Ｂ細胞白血病。急性リンパ性白血病（ＡＬＬ）もＢ細胞のＩＬ−１５刺激の阻害を使用した治療の影響を受けやすい。ＡＬＬは、成熟が停止したリンパ様前駆細胞のクローン増殖に起因する悪性細胞障害である。ＡＬＬは、Ｂ細胞白血病、Ｔ細胞白血病、および混合細胞型白血病を発症するＢ系列またはＴ系列の細胞に由来し得る。Ｂ細胞白血病および混合細胞型白血病は、本明細書中の方法を使用した治療に適切である。成人では、ＡＬＬは、白血病の約２０％（Ｂｒｉｎｃｋｅｒ，Ｈ．，Ｓｃａｎｄ．Ｊ．Ｍａｅｍａｔｏｌ．２９：２４１−２４９，１９８２）、全がんの約１〜２％（Ｂｏｒｉｎｇ，ＣＣ．ら、，Ｃａｎｃｅｒ Ｊ．Ｃｌｉｎ．４４：７−１６，１９９４）を構成する。Ｂ細胞関連ＡＬＬ分類には、初期プレＢ細胞ＡＬＬ；プレＢ細胞ＡＬＬ；一過性プレＢ細胞ＡＬＬ；および成熟Ｂ細胞ＡＬＬが含まれる。成熟Ｂ細胞ＡＬＬは、バーキットリンパ腫の白血病段階（ｐｈａｓｅ）を示す（Ｍａｇｒａｔｈ，Ｉ．Ｔ．ら、，Ｌｅｕｋｅｍｉａ Ｒｅｓ．４：３３−５９，１９７９）。

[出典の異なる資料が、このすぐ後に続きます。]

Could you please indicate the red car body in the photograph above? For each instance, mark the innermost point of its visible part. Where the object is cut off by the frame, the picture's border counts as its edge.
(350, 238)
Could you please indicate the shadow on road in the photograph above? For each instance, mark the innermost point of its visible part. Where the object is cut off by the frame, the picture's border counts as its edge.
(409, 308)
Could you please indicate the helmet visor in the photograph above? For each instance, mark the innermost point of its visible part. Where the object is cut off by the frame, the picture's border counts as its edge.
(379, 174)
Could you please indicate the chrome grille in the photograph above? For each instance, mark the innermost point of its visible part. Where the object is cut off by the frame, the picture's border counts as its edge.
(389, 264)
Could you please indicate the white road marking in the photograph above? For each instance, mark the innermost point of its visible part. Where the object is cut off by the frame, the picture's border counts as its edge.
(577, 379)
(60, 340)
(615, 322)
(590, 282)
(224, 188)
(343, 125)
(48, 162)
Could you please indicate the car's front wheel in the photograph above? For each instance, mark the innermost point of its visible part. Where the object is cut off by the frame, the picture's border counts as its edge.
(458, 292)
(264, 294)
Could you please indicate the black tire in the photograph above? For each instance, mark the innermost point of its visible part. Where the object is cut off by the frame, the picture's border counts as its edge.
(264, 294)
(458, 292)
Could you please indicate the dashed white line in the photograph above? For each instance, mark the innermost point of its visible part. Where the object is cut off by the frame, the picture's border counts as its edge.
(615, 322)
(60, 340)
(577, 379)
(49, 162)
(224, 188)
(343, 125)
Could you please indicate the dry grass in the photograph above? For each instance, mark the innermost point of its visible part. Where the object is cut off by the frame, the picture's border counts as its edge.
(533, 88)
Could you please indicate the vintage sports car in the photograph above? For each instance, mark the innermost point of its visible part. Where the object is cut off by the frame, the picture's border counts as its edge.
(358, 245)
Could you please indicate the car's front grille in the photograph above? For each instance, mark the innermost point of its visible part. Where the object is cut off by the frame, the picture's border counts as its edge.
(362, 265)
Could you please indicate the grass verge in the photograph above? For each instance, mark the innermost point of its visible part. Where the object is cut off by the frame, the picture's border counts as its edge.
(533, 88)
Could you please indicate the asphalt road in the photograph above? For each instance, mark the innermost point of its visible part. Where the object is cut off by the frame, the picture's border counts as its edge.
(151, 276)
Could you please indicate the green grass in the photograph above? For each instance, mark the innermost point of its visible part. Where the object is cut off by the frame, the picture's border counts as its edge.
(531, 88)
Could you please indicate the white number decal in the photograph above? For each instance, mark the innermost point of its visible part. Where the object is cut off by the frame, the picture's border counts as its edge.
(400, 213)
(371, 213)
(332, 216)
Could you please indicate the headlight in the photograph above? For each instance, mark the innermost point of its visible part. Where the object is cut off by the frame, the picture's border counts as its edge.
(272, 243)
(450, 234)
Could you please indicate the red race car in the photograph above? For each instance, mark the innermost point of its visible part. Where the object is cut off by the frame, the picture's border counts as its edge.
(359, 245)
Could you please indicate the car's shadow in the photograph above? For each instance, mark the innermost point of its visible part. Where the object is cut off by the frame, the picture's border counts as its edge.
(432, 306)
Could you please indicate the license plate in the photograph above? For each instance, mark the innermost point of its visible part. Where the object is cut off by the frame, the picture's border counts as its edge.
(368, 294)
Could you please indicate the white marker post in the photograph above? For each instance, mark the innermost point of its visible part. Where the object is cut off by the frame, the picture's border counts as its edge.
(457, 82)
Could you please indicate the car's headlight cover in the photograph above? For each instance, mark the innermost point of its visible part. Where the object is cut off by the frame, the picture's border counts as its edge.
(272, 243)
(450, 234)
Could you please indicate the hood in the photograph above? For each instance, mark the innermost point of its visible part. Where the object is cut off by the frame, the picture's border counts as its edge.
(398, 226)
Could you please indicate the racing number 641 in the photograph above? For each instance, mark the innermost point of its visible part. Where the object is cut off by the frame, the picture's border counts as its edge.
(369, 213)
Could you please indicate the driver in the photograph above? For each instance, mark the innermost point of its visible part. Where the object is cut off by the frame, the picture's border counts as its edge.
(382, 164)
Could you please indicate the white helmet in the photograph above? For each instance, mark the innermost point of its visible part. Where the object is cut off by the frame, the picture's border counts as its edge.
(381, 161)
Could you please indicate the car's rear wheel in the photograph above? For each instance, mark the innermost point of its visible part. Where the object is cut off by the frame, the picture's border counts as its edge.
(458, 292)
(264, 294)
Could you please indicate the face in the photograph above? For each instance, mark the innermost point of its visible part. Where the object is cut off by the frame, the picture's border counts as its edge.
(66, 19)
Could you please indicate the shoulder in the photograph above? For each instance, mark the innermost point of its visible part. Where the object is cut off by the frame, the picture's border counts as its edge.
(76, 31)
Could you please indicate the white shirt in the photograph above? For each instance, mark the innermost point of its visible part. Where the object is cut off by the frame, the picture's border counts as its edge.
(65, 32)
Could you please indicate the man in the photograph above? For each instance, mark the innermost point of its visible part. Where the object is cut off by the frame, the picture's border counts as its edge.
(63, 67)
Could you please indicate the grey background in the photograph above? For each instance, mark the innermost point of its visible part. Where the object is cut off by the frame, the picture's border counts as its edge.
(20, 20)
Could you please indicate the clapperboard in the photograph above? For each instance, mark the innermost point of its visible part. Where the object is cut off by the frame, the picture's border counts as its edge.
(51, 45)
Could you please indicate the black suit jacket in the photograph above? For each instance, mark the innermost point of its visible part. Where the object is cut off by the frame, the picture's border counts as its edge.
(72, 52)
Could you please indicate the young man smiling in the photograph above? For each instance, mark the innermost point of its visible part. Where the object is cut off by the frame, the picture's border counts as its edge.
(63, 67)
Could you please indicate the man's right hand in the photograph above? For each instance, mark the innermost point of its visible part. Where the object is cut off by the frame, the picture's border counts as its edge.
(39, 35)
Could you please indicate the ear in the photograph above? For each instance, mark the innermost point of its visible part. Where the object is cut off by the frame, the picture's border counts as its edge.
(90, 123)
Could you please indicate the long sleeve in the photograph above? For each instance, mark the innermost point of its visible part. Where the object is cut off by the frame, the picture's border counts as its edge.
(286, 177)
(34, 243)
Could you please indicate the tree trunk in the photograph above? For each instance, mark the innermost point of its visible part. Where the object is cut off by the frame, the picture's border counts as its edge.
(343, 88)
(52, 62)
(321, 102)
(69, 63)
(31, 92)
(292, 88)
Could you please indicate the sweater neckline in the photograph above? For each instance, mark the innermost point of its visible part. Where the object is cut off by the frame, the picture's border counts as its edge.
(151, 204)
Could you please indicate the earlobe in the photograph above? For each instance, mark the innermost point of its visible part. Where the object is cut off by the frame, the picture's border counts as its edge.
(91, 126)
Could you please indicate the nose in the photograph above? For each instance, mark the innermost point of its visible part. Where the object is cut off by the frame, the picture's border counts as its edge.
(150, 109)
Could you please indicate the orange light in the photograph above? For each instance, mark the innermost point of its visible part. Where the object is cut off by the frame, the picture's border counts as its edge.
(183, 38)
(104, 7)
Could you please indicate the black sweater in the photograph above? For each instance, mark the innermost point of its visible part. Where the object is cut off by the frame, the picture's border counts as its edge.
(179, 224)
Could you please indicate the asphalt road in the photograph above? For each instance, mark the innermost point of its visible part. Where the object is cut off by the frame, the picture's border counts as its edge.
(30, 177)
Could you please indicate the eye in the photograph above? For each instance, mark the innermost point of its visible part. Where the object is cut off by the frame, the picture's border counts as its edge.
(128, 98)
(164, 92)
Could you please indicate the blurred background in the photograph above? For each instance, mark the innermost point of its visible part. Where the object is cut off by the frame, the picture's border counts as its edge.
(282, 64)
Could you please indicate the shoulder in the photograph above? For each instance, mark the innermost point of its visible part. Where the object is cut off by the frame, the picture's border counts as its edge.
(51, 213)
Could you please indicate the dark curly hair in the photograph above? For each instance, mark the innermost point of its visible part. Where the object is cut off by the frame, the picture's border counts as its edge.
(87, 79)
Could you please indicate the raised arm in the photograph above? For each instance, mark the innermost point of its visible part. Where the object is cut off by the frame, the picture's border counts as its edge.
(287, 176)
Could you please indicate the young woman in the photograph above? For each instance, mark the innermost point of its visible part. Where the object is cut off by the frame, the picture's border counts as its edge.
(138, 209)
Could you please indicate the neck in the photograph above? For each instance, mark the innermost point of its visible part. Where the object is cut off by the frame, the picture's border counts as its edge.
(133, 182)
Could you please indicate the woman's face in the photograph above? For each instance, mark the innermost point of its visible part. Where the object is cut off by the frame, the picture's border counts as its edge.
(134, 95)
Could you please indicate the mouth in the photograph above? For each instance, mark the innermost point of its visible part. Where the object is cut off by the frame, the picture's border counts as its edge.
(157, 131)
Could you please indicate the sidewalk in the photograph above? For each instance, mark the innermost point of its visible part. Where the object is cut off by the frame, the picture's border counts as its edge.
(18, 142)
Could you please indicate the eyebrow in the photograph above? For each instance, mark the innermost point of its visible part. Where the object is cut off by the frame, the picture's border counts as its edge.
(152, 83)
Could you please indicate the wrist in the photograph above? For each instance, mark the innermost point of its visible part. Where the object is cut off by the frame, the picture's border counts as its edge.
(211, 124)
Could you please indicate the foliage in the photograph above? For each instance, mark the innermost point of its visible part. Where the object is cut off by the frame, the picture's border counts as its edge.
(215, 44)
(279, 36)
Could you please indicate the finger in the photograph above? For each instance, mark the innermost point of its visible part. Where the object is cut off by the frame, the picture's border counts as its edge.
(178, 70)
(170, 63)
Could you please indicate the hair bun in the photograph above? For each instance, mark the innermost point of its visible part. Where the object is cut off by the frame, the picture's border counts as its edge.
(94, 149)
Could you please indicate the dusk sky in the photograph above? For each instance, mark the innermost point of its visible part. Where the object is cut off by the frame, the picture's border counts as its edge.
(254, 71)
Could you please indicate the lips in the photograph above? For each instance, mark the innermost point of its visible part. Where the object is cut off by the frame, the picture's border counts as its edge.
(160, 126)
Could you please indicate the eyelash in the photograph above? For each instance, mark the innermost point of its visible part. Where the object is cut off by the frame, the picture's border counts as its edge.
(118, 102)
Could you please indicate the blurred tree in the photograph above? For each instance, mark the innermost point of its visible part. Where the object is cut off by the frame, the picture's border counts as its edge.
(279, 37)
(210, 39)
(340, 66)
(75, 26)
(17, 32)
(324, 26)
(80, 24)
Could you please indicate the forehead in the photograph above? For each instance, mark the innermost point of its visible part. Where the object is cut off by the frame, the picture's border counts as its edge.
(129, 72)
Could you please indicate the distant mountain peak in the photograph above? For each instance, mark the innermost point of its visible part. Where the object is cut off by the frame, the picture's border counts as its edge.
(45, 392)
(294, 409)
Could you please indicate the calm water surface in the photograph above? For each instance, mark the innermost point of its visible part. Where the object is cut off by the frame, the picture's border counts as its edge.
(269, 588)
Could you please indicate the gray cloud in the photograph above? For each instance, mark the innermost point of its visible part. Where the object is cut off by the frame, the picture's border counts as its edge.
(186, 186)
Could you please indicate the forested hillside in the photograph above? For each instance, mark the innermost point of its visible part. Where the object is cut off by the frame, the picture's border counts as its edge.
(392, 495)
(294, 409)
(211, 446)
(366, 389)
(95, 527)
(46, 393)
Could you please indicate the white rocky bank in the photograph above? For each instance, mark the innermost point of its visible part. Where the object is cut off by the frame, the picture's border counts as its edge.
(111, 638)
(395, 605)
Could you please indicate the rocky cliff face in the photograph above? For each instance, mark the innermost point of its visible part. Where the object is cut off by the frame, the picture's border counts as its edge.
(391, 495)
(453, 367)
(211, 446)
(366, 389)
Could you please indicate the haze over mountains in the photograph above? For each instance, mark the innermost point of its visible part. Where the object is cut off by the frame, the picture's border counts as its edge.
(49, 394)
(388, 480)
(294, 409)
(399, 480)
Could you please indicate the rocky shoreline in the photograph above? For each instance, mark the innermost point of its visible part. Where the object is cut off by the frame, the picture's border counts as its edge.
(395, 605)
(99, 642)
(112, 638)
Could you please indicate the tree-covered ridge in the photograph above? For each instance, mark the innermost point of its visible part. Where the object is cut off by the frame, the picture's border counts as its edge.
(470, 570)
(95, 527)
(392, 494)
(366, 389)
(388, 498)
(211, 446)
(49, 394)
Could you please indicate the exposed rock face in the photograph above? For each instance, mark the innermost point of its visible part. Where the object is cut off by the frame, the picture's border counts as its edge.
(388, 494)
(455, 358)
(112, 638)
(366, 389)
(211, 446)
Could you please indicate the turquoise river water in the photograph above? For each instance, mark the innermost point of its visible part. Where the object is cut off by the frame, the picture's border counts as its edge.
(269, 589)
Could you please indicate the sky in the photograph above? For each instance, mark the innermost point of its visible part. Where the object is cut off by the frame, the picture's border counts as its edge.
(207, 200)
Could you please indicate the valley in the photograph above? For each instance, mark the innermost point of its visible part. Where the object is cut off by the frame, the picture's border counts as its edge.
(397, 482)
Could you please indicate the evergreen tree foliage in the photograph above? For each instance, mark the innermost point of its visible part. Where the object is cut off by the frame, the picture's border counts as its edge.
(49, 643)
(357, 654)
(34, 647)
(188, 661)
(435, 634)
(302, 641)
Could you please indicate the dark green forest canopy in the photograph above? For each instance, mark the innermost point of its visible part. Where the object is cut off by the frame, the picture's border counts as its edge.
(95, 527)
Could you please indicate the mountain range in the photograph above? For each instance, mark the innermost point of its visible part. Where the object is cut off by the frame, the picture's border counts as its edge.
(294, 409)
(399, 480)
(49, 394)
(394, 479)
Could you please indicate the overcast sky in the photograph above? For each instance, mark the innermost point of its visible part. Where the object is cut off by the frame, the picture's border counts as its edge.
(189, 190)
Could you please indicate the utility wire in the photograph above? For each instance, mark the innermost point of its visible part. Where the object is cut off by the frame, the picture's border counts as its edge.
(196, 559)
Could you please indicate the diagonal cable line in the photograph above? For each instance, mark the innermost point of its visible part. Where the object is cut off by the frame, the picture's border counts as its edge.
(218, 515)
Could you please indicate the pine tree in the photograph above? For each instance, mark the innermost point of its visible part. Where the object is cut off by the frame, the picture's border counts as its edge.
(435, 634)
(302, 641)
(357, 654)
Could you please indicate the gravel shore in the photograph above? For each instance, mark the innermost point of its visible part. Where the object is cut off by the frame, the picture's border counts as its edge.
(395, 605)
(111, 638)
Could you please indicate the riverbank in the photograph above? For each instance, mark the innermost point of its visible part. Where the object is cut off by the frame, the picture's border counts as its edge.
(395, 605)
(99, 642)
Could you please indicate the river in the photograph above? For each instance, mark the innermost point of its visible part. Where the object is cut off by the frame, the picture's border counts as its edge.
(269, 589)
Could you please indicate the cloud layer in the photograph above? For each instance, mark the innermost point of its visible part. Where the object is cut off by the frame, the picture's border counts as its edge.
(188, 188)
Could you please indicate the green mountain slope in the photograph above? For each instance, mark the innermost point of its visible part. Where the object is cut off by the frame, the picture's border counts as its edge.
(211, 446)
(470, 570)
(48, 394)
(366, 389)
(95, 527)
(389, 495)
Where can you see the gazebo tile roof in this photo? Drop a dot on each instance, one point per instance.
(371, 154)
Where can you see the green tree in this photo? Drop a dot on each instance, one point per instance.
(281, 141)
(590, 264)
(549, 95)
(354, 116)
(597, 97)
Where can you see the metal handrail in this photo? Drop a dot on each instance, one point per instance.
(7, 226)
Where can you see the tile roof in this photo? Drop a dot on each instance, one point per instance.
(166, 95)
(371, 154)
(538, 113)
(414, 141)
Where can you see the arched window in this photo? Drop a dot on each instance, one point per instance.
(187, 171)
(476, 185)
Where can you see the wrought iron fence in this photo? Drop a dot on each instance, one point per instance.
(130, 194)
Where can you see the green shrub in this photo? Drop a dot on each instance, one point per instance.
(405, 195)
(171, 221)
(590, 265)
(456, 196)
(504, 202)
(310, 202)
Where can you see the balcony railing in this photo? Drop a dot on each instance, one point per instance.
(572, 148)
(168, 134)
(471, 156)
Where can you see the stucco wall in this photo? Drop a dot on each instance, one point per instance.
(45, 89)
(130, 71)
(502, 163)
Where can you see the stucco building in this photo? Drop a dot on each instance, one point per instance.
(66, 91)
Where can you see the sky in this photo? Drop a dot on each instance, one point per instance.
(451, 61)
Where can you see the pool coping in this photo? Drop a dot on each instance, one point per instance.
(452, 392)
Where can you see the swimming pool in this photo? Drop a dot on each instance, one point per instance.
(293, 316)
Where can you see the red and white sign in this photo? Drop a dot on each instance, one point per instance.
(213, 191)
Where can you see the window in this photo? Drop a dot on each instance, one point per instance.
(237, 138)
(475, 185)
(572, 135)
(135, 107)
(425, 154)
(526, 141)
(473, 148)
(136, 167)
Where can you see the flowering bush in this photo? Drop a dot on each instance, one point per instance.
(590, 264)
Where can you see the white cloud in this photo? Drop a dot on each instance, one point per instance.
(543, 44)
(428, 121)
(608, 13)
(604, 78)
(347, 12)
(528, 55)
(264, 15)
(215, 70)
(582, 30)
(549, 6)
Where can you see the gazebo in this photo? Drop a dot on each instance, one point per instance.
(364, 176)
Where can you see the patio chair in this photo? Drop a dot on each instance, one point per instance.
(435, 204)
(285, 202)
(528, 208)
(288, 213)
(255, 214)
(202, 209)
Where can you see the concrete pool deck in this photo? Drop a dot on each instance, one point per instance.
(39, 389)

ＩＬ−１５アンタゴニスト。胚中心においてＩＬ−１５効果を調整することができる本発明のＩＬ−１５アンタゴニストには、（ａ）胚中心Ｂ細胞のＩＬ−１５βおよび／またはγ受容体サブユニットへのＩＬ−１５−Ｒα結合ＩＬ−１５の結合を遮断すると予想される可溶性ＩＬ−１５、（ｂ）ＩＬ−１５受容体のαサブユニットに結合してＩＬ−１５受容体複合体のβおよび／またはγサブユニットを介したシグナルを伝達できなくする成熟（すなわち、天然の）ＩＬ−１５のムテイン、（ｃ）ＩＬ−１５がＩＬ−１５受容体複合体のβおよび／またはγサブユニットを介してシグナル伝達するのを妨げるＩＬ−１５に対するモノクローナル抗体、および（ｄ）ＩＬ−１５がＩＬ−１５受容体複合体のβまたはγサブユニットのいずれかによってシグナル伝達する能力を妨害するが、ＩＬ−１５ＲαへのＩＬ−１５結合を妨害しない化学基と共有結合するＩＬ−１５分子が含まれる。上記のムテインをコードするポリヌクレオチドも本発明の範囲内に含まれる。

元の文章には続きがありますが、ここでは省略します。